El smartphone se ha consolidado como el eje central del ecosistema de conectividad en México. Más allá de su función original como medio de comunicación, hoy funge como la puerta de entrada a actividades esenciales de la vida digital: entretenimiento, banca, pagos, movilidad, romance, educación y productividad, entre mucho más.

Por ello, al tercer trimestre de 2025, 96.5% de los 158 millones de líneas móviles operando en el país correspondan a dispositivos móviles inteligentes, un nivel de adopción prácticamente universal.

“Desde la pandemia, los usuarios han adoptado por realizar mayor inversión por unidad y un ciclo de reemplazo más prolongado, lo que ha generado una migración clara hacia equipos con mejores capacidades”, dijo la organización The CIU.

Explicó que durante la primera década del smartphone, la gama baja dominó el mercado mexicano debido a su precio accesible.

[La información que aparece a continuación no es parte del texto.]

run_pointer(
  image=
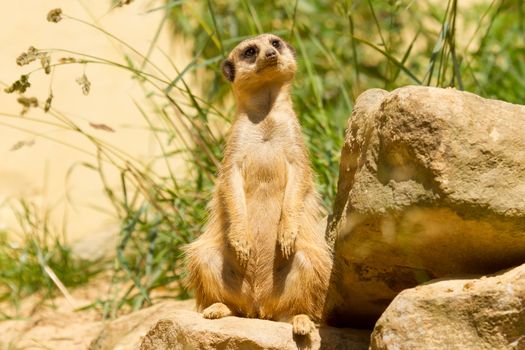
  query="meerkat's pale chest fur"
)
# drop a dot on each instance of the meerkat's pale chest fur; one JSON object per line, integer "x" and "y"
{"x": 263, "y": 253}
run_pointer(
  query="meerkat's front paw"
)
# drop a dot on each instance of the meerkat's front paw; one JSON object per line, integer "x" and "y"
{"x": 302, "y": 325}
{"x": 217, "y": 310}
{"x": 286, "y": 237}
{"x": 242, "y": 251}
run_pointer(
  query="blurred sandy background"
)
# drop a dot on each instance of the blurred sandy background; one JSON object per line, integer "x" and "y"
{"x": 39, "y": 172}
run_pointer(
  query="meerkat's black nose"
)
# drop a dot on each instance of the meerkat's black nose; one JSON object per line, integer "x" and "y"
{"x": 270, "y": 53}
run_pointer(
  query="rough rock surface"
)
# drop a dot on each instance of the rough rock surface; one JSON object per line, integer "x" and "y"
{"x": 477, "y": 314}
{"x": 172, "y": 325}
{"x": 431, "y": 184}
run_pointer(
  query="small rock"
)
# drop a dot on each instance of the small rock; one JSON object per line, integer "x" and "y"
{"x": 431, "y": 184}
{"x": 173, "y": 326}
{"x": 489, "y": 315}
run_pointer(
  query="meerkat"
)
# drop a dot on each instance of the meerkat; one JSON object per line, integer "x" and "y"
{"x": 263, "y": 253}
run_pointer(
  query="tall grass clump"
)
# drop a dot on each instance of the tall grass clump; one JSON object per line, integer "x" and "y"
{"x": 344, "y": 47}
{"x": 38, "y": 259}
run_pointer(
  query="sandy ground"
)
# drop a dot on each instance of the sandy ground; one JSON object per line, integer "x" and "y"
{"x": 55, "y": 325}
{"x": 39, "y": 173}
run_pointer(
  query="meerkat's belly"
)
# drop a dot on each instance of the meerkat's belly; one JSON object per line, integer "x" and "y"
{"x": 264, "y": 175}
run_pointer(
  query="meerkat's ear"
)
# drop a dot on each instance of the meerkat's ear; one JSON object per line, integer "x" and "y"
{"x": 228, "y": 69}
{"x": 291, "y": 48}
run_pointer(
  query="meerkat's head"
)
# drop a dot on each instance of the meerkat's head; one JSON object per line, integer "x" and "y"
{"x": 260, "y": 60}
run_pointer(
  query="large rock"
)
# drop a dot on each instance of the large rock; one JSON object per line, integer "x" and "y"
{"x": 173, "y": 326}
{"x": 431, "y": 184}
{"x": 475, "y": 314}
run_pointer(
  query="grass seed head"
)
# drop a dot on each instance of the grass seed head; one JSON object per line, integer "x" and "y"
{"x": 27, "y": 57}
{"x": 28, "y": 103}
{"x": 21, "y": 85}
{"x": 85, "y": 84}
{"x": 45, "y": 61}
{"x": 47, "y": 105}
{"x": 54, "y": 15}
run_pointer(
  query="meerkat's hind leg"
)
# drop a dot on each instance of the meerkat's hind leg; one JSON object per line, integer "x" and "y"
{"x": 217, "y": 310}
{"x": 302, "y": 324}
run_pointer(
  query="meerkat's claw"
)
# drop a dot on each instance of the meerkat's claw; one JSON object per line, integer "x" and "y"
{"x": 217, "y": 310}
{"x": 302, "y": 325}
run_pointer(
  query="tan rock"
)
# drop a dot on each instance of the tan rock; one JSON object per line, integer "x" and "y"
{"x": 468, "y": 314}
{"x": 431, "y": 184}
{"x": 173, "y": 325}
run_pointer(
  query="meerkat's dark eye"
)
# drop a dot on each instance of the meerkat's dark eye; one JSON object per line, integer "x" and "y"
{"x": 249, "y": 52}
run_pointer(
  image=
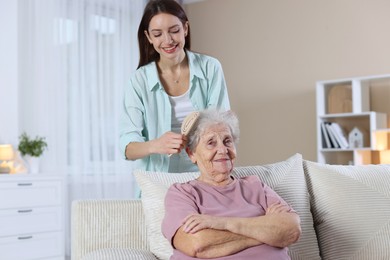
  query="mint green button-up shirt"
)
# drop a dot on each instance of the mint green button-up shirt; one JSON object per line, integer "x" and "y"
{"x": 147, "y": 110}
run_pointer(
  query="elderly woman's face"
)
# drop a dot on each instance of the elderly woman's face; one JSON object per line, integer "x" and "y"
{"x": 215, "y": 153}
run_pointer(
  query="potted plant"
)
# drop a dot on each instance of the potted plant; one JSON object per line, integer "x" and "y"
{"x": 31, "y": 150}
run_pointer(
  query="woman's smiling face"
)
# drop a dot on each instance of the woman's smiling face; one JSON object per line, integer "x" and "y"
{"x": 215, "y": 154}
{"x": 167, "y": 34}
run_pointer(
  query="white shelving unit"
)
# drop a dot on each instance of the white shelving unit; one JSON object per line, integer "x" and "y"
{"x": 348, "y": 103}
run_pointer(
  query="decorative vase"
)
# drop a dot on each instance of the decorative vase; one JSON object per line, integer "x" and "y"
{"x": 33, "y": 164}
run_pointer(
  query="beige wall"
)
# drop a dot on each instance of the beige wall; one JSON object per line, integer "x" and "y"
{"x": 273, "y": 52}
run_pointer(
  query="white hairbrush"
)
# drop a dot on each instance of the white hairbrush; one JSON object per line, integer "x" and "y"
{"x": 188, "y": 123}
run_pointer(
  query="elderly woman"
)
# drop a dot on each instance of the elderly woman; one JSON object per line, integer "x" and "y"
{"x": 218, "y": 215}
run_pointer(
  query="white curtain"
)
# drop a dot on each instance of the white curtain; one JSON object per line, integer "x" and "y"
{"x": 76, "y": 56}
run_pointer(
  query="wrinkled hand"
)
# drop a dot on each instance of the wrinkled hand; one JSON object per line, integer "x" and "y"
{"x": 196, "y": 222}
{"x": 277, "y": 208}
{"x": 169, "y": 143}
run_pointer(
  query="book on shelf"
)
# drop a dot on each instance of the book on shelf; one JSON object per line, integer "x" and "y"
{"x": 326, "y": 141}
{"x": 332, "y": 137}
{"x": 340, "y": 135}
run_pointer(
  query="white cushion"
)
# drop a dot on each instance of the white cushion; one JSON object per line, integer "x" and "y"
{"x": 286, "y": 178}
{"x": 351, "y": 210}
{"x": 119, "y": 254}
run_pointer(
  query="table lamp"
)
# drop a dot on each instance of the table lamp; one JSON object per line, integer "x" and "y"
{"x": 6, "y": 155}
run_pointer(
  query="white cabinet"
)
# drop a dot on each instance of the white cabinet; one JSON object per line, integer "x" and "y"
{"x": 360, "y": 102}
{"x": 31, "y": 217}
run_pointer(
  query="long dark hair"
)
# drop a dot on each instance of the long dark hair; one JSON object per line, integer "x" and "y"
{"x": 147, "y": 53}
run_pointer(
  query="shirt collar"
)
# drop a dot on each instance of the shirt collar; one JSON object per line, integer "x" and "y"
{"x": 152, "y": 72}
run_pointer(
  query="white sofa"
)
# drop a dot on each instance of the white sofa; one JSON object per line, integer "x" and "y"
{"x": 345, "y": 213}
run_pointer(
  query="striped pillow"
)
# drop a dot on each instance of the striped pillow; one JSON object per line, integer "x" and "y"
{"x": 286, "y": 178}
{"x": 351, "y": 209}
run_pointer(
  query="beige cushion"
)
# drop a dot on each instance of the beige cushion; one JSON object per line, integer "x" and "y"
{"x": 286, "y": 178}
{"x": 351, "y": 210}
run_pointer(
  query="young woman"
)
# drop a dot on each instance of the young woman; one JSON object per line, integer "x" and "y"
{"x": 170, "y": 82}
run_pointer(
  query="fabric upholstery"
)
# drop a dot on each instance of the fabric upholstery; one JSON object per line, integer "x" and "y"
{"x": 286, "y": 178}
{"x": 120, "y": 254}
{"x": 351, "y": 210}
{"x": 100, "y": 224}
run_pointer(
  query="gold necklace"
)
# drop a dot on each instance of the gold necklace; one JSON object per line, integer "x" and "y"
{"x": 178, "y": 79}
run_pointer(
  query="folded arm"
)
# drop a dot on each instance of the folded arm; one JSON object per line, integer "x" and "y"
{"x": 211, "y": 243}
{"x": 278, "y": 227}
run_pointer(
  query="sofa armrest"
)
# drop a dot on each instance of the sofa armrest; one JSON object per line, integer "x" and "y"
{"x": 100, "y": 224}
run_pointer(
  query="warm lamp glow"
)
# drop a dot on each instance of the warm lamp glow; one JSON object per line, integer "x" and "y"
{"x": 6, "y": 152}
{"x": 6, "y": 155}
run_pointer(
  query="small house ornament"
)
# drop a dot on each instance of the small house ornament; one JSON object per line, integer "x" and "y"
{"x": 356, "y": 138}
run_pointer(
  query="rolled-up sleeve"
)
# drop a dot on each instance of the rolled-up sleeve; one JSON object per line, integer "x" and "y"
{"x": 131, "y": 121}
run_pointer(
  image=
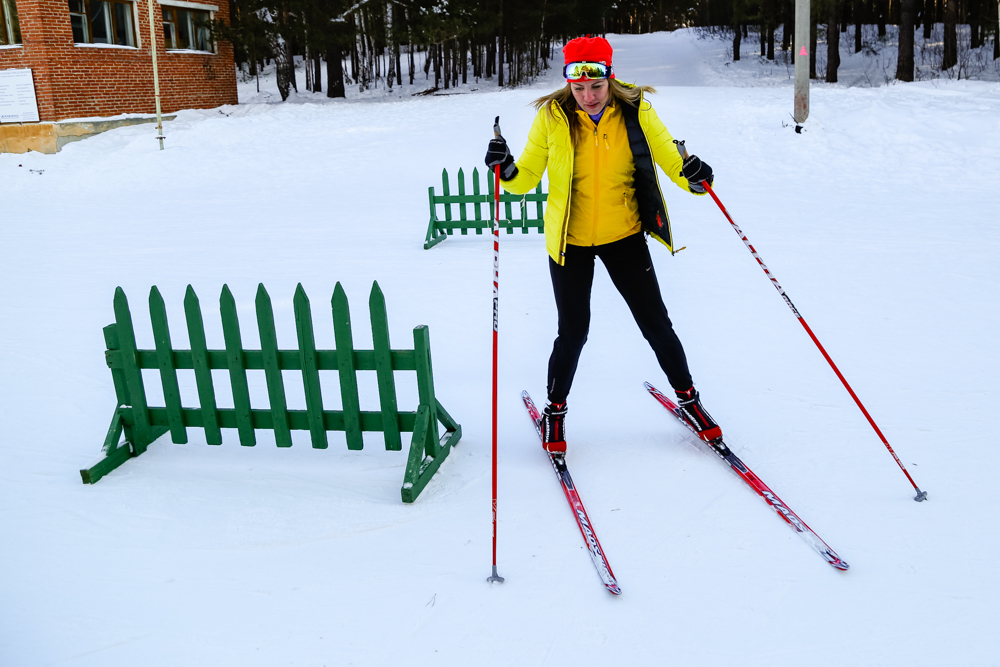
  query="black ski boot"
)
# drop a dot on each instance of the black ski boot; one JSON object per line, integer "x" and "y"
{"x": 694, "y": 413}
{"x": 553, "y": 426}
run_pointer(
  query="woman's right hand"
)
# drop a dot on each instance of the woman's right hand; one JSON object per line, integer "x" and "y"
{"x": 497, "y": 154}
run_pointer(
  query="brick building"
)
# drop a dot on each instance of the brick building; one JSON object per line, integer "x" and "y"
{"x": 92, "y": 58}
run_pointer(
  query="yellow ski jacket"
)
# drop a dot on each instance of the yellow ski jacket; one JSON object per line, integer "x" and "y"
{"x": 604, "y": 192}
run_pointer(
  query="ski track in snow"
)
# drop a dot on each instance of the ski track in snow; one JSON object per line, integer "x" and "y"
{"x": 879, "y": 221}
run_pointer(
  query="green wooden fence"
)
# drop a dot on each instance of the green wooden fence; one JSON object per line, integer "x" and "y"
{"x": 451, "y": 213}
{"x": 143, "y": 424}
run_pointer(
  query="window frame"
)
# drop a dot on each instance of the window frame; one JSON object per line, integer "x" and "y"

Sin embargo, hoy este segmento definido por dispositivos de hasta 3 mil pesos representan solo 15% del total, una marcada caída frente a años en los que llegó a superar 60% de adopción.

Esta reducción obedece a una razón estructural: sus capacidades de hardware ya no cumplen con las expectativas mínimas del usuario promedio, que exige mayor memoria, mejores cámaras, baterías más capaces y un rendimiento superior para aplicaciones intensivas.

Por su parte, la gama media se mantiene como el segmento predominante con 67.9%, aunque con una ligera baja anual.

Este comportamiento confirma su relevancia: sigue siendo la alternativa más costo-asequible para usuarios que buscan equilibrio entre precio y desempeño.

Al respecto, variables como procesador, memoria y calidad fotográfica comienzan a ganar mayor peso en la decisión de compra.

Para The CIU el cambio más relevante del mercado es el extraordinario ascenso de la gama alta.

En 2025, los equipos con precio superior a 10 mil pesos alcanzaron 17.1% del total de smartphones, un crecimiento de 3.4 puntos porcentuales en un solo año y casi el doble de lo registrado dos años atrás.

Por primera vez, la proporción de dispositivos de gama alta supera a la de gama baja, marcando un hito en la evolución tecnológica del país.

Esta expansión definitivamente no se explica por la expansión del poder adquisitivo, sino por el creciente interés por capacidades avanzadas del dispositivo: mejor rendimiento, cámaras profesionales, modelos plegables, mayor memoria, mejor batería y la integración progresiva de Inteligencia Artificial (IA) como elemento central de diferenciación.

El usuario mexicano está dispuesto a invertir más cuando identifica beneficios tangibles en su vida digital.

Para The CIU la preferencia creciente por dispositivos de mayor valor sugiere que el mercado mexicano seguirá avanzando hacia una sofisticación tecnológica mayor, impulsada por el uso intensivo de servicios digitales.